Jangan lucu Simpan emoticon, singkatan, dan warna liar dan font untuk email nonprofessional Anda. Hal yang sama berlaku untuk humor. Kemungkinannya adalah, pembaca tidak akan menganggapnya lucu, dan bahkan mungkin akan terasa menjengkelkan.

Spesifik
Jangan menanggapi iklan untuk copywriter saat Anda benar-benar seorang desainer grafis, kata Diana Qasabian, direktur bakat di Syndicatebleu. “Ini mungkin pasar pekerjaan yang ketat, tapi kami menerima lebih banyak surat lagi untuk menanggapi pekerjaan tertentu dari kandidat yang sama sekali tidak memenuhi syarat untuk itu,” katanya.

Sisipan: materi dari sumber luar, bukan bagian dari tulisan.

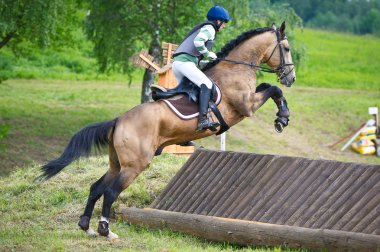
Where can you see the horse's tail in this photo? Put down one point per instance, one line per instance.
(80, 145)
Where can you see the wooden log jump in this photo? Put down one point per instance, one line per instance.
(251, 232)
(253, 199)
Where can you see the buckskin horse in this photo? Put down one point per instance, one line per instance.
(135, 137)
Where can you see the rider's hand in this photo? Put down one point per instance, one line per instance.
(211, 56)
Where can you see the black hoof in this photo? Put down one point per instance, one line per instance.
(103, 228)
(280, 123)
(84, 223)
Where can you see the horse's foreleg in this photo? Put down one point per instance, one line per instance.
(263, 92)
(97, 189)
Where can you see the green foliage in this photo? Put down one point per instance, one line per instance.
(4, 128)
(44, 216)
(357, 16)
(130, 28)
(40, 22)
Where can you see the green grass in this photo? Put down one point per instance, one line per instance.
(43, 217)
(339, 60)
(37, 118)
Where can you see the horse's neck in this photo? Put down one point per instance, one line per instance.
(252, 50)
(238, 81)
(249, 51)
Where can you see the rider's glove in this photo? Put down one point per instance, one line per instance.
(211, 56)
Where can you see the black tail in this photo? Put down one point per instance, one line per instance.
(80, 145)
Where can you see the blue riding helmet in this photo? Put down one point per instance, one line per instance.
(218, 13)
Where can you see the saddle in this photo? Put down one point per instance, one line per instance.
(183, 100)
(185, 87)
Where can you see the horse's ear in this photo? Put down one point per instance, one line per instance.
(282, 29)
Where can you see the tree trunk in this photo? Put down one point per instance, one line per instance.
(252, 233)
(155, 51)
(6, 39)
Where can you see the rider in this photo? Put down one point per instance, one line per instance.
(194, 48)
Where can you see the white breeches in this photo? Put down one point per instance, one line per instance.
(192, 72)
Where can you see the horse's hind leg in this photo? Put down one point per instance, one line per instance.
(132, 164)
(97, 189)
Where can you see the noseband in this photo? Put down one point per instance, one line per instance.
(280, 70)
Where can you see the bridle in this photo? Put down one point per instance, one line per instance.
(280, 70)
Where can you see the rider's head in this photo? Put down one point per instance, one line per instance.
(219, 15)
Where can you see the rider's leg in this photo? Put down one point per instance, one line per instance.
(203, 121)
(190, 70)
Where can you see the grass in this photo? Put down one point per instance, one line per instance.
(43, 217)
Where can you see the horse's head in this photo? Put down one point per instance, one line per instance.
(278, 57)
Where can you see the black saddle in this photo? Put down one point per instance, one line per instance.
(185, 87)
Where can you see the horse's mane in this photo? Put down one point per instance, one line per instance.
(227, 48)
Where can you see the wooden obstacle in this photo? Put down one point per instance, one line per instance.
(166, 79)
(252, 199)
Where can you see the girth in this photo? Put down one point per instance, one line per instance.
(185, 87)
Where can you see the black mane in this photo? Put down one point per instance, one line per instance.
(227, 48)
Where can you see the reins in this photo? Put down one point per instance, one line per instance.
(252, 65)
(279, 70)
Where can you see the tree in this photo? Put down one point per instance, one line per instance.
(120, 28)
(41, 22)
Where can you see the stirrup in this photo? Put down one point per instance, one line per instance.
(210, 125)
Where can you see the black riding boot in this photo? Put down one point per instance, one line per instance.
(203, 121)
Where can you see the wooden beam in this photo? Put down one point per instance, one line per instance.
(149, 62)
(251, 232)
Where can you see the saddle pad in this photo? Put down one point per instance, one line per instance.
(185, 108)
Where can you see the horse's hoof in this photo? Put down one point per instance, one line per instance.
(84, 223)
(279, 127)
(90, 232)
(103, 228)
(112, 236)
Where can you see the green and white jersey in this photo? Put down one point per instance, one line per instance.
(197, 43)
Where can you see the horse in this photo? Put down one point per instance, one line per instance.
(134, 137)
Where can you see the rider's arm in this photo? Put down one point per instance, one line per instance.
(206, 33)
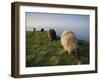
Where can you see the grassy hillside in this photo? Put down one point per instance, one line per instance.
(40, 51)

“Kami mencari secara spesifik dalam surat pengantar email, yang berarti keterampilan dan kemampuan,” tambahnya. “Hiasan dan bulu tidak diperlukan. Tidak perlu menulis, ‘Saya pekerja keras.’ Itu tidak perlu dikatakan lagi. ”

Kata adalah kunci
Karena banyak perusahaan menggunakan sistem pelacakan pemohon (ATSes) untuk menemukan dan menyaring kandidat, kata kunci yang berorientasi keahlian akan meningkatkan kesempatan Anda untuk ditemukan, seorang perekrut di sebuah perusahaan teknologi besar mengatakan.

“Alat ATS melacak kata kunci yang mengidentifikasi keahlian,” katanya. “Jadi, bahkan jika Anda tidak berhak atas pekerjaan yang Anda cari, kata kunci yang kuat akan meningkatkan kemungkinan surat lamaran dan resume Anda akan diambil dalam pencarian di masa depan atau dipilih untuk pekerjaan yang lebih tepat.”

Bermain sesuai peraturan mereka
Luangkan waktu untuk mempelajari panduan perusahaan untuk mengirimkan resume, dan ikuti mereka. Banyak perusahaan mencantumkan panduan ini di situs Web mereka. Juga, jangan sertakan lampiran kecuali jika diminta. Beberapa perusahaan memblokir semua email dengan lampiran untuk mencegah virus.

Periksa lagi
Periksa ejaan dan periksa surat email Anda secara seksama. Dan ingat, spell-checker perangkat lunak email Anda tidak akan menangkap kesalahan tata bahasa. Kirimkan ke teman terlebih dahulu dan mintalah dia untuk memeriksanya dengan konten dan gaya. Jika semua teman Anda disadap, atau bahkan jika tidak, uji surat pengantar email Anda dengan mengirimkannya melalui email kepada Anda sendiri, dan aturlah di dalam mindset seorang majikan saat Anda membacanya.